Les compagnies aériennes vent debout
Sans surprise, les compagnies aériennes voient d’un très mauvais œil cette augmentation de la taxe sur les billets d’avion. Selon une source du secteur, cela « pénalisera le transport aérien français » dans un contexte déjà difficile, entre reprise post-covid et flambée des coûts.
Air France a ainsi fait savoir qu’elle s’opposait fermement à cette taxe, jugeant qu’elle « réduirait la connectivité » du pays et nuirait à sa compétitivité, notamment vis-à-vis des aéroports étrangers frontaliers. Une hausse qui se répercutera aussi probablement sur le prix des billets.
Le gaz perd ses avantages fiscaux
Troisième mesure fiscale d’ampleur votée au sénat : l’alignement de la TVA sur les chaudières à gaz sur le taux normal de 20%, contre des taux réduits de 5,5% ou 10% jusqu’à présent. Le gouvernement compte sur un gain de 200 millions d’euros.
Cette suppression des avantages fiscaux pour le gaz s’inscrit dans la stratégie de décarbonation du gouvernement, qui veut inciter les Français à se tourner vers des modes de chauffage plus vertueux comme les pompes à chaleur ou le bois.
La filière gaz s’inquiète pour l’emploi
Mais la perspective de cette hausse de TVA fait bondir les professionnels du gaz. Ceux-ci agitent la menace de suppressions d’emplois massives et d’une « désindustrialisation ».
C’est incompréhensible et incohérent. On parle de 20 000 emplois menacés dans la filière. On ne peut pas du jour au lendemain tourner le dos au gaz, qui reste indispensable dans de nombreux foyers.
– Un représentant du syndicat professionnel du chauffage interrogé par Le Figaro
Le gouvernement assure qu’un « accompagnement » sera mis en place pour la filière et les ménages via des aides ciblées à la conversion des équipements. Mais rien n’a encore été précisé sur les montants et les modalités de ce soutien.
Quel impact sur la facture des ménages ?
Pour les 11 millions de foyers se chauffant au gaz naturel, cette TVA à 20% risque de faire grimper la facture. Un surcoût de plusieurs dizaines à centaines d’euros par an est à prévoir sur l’achat ou le remplacement des équipements.
Un coup dur pour des ménages déjà fragilisés par l’inflation et la crise énergétique, et un choix politique qui ne fait pas l’unanimité.

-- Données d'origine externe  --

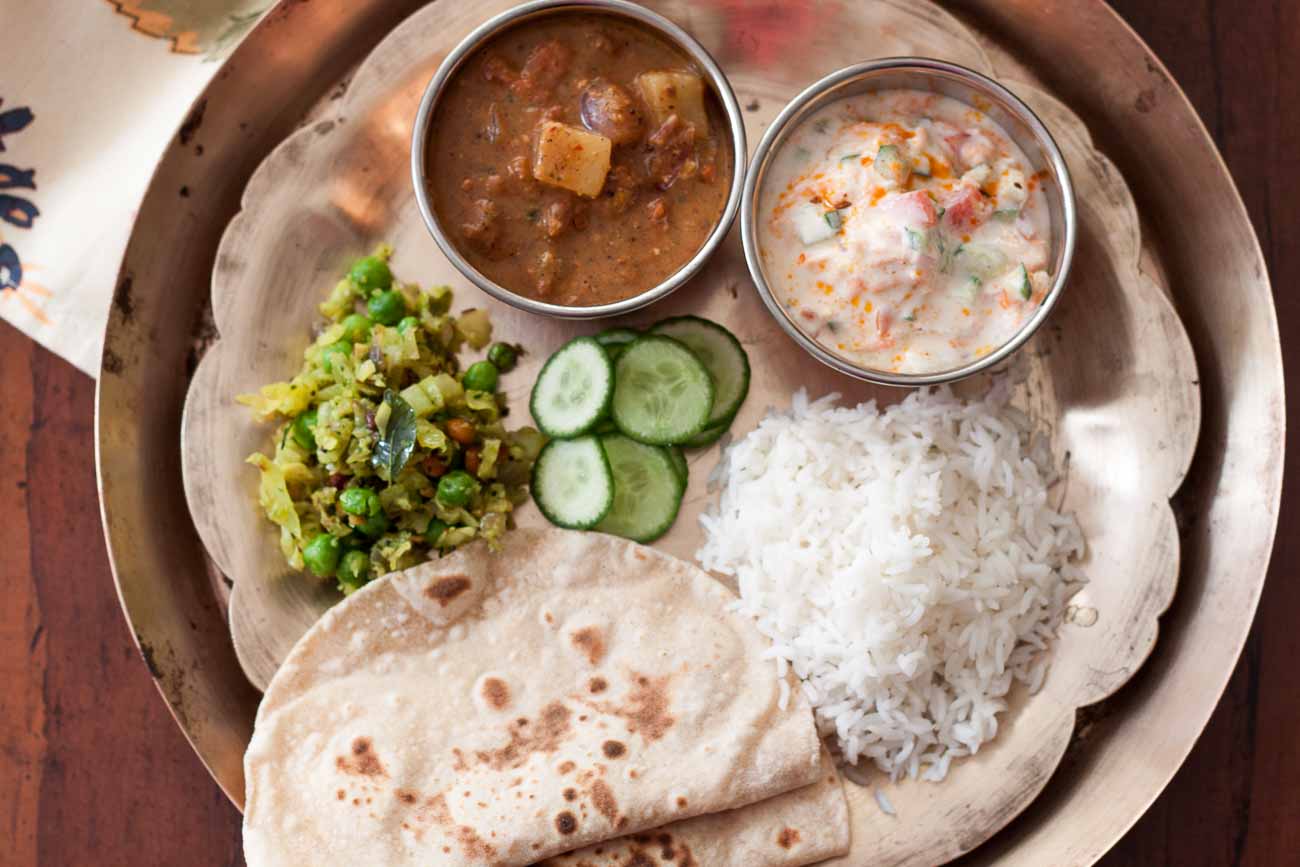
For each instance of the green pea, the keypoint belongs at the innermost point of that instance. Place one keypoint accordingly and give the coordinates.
(481, 376)
(342, 349)
(456, 488)
(303, 430)
(360, 501)
(356, 328)
(503, 355)
(354, 569)
(386, 308)
(371, 273)
(321, 554)
(375, 525)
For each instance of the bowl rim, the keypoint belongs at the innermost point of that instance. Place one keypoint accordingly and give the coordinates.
(781, 125)
(664, 27)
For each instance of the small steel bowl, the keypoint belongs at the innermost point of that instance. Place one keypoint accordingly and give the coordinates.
(966, 86)
(512, 17)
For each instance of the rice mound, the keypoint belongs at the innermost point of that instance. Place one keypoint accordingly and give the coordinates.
(905, 563)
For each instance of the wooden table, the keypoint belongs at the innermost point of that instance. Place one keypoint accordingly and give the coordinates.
(92, 770)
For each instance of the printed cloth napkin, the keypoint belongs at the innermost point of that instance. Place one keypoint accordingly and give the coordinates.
(90, 94)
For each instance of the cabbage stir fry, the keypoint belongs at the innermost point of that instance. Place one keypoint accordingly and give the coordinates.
(386, 451)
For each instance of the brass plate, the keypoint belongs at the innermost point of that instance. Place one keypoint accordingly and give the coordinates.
(1123, 386)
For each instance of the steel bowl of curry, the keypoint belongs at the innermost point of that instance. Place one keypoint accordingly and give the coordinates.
(579, 159)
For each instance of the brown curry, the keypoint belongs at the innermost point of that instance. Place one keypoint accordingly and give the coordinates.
(579, 159)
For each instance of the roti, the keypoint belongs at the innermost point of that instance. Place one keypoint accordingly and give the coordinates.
(796, 828)
(499, 709)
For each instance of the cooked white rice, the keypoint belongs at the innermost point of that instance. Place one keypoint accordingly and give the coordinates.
(905, 563)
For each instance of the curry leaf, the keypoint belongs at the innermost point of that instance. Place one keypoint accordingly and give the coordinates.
(394, 447)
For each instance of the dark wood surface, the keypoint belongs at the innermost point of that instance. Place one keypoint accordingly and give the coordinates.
(94, 771)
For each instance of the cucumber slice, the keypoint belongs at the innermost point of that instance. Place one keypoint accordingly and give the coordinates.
(646, 489)
(573, 390)
(616, 336)
(709, 436)
(679, 463)
(572, 482)
(662, 393)
(720, 354)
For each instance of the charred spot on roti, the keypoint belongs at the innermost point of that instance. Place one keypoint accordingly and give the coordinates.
(495, 693)
(566, 823)
(602, 798)
(590, 642)
(645, 710)
(553, 728)
(434, 811)
(666, 849)
(445, 590)
(363, 761)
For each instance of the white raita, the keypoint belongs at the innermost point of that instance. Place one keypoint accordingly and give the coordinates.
(905, 563)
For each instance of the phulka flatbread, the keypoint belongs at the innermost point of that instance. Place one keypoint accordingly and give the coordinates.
(796, 828)
(502, 709)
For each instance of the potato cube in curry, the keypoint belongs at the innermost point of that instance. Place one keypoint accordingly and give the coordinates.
(674, 92)
(571, 157)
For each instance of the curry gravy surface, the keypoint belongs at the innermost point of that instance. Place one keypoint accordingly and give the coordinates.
(662, 196)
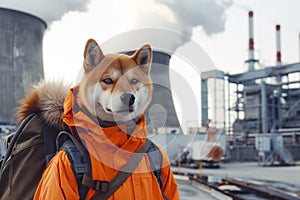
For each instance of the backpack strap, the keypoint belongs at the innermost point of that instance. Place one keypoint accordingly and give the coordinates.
(155, 159)
(14, 139)
(124, 173)
(79, 158)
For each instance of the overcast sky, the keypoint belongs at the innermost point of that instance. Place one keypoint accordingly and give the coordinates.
(219, 27)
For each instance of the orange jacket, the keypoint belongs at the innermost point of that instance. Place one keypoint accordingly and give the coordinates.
(109, 149)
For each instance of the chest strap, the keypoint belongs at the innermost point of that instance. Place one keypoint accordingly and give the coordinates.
(106, 189)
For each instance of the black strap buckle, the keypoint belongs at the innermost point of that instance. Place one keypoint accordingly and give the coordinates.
(102, 186)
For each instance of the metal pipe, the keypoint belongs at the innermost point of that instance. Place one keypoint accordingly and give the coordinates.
(278, 46)
(251, 42)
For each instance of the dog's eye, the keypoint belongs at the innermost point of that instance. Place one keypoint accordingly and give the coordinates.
(134, 81)
(108, 81)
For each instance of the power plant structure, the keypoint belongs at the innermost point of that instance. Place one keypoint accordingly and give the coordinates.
(161, 113)
(21, 57)
(262, 109)
(21, 62)
(257, 111)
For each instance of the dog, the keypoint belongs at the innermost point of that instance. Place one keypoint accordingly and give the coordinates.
(114, 88)
(114, 92)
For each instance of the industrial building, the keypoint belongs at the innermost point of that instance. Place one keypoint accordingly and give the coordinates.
(21, 57)
(261, 109)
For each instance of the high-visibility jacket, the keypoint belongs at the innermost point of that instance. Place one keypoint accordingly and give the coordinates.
(109, 150)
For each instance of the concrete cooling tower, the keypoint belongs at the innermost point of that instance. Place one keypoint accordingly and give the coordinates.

Le gouvernement mise sur le « signal prix » pour accélérer la décarbonation, au risque de créer des tensions sociales.
Bras de fer en vue avec l’Assemblée
Ces votes du sénat ne signent pas pour autant l’adoption définitive de ces hausses de taxes. Les amendements doivent encore être confirmés en commission mixte paritaire avec l’Assemblée nationale, où les débats promettent d’être animés.
En parallèle de ces hausses, les sénateurs ont rejeté mardi la hausse de la fiscalité de l’électricité voulue par le gouvernement, qui doit permettre à l’Etat de récolter 1,2 milliard supplémentaire d’euros en 2025. Avec les autres impositions votées, des ressources alternatives ont été dégagées, mais l’équation budgétaire reste compliquée pour l’exécutif.
De quoi annoncer de vives discussions dans l’hémicycle du Palais Bourbon, où les oppositions pourraient tenter de supprimer ces taxes ou d’en atténuer la portée. En attendant, les filières concernées retiennent leur souffle et fourbissent leurs arguments.